Well, initially it all felt a little rushed, we’d not managed to sit down before being asked about drinks, top grades for enthusiasm but perhaps a few seconds longer to, well, sit would have been nice. Two cokes ordered (I’m not much of a midday drinker, it sends me to sleep…) they arrived chilly with jam jars and straws, all very quirky if a little 2012. Service is with a smile too I should add – everyone seems very happy to be there which can make a change.
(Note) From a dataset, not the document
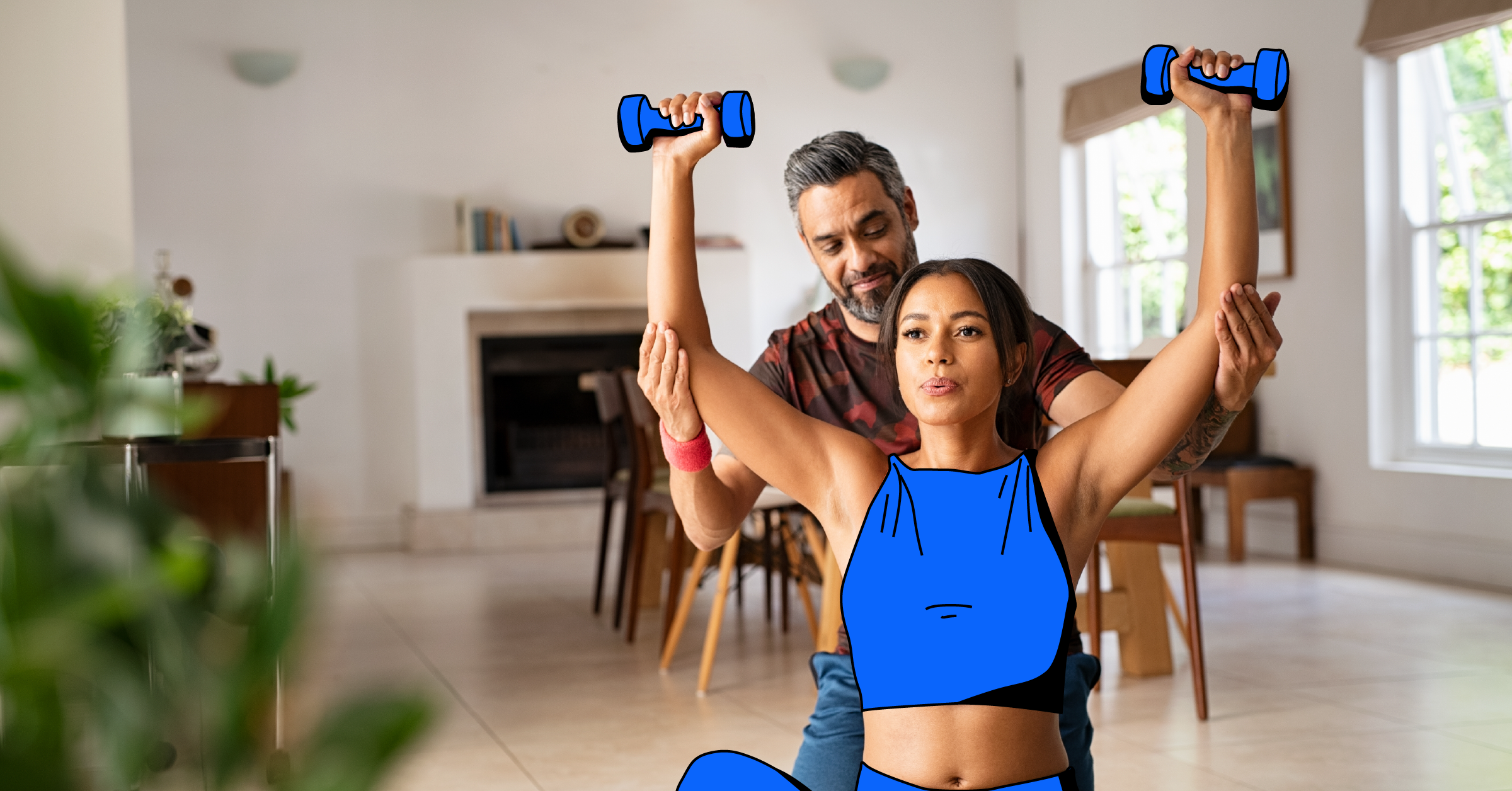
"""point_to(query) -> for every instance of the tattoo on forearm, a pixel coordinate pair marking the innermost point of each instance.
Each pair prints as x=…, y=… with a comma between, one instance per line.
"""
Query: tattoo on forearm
x=1200, y=441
We ordered the Juicy Lucy Burger (A blue cheese burger) and a Big Ass Burger (terrible name but with pulled pork, hash brown, coleslaw and montjack and onions on). The burgers were cooked to perfection, homemade patties slightly pink inside served in a light and delicious brioche bun. Lots of places struggle to get the moisture level of burgers right, they can either collapse in a watery oily mess or be dry and barren. These were cooked perfectly in the middle. The blue cheese sauce wasn’t overpowering nor was the burger excessively huge – I was full by the end and not overfaced. Equally the Big Ass Burger (I think that was the name) although towering was delicious, the pulled pork smokey and sweet with the whole combination coming together beautifully. All accompanied by a side of fries with a nice chip spice and nicely crisp this was a lovely experience.
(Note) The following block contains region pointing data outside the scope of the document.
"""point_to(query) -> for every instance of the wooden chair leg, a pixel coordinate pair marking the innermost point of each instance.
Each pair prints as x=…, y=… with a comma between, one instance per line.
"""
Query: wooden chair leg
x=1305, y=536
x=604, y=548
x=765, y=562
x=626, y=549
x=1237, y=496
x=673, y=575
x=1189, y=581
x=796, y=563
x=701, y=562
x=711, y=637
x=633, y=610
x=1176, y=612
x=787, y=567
Little things might have raised it slightly, sour cream and guacamole as dips for the chips for instance, avoiding using the little white thumbnails of sauces (they feel a bit cheap but prevent wastage I suppose) might have been nice but, for the price, I didn’t care. The bill wasn’t excessive and was delivered with a smile. We left talking about how we could engineer more ways of going again. I suspect there’s a real danger meat and liquor may be the new addition to my Shreddies diet.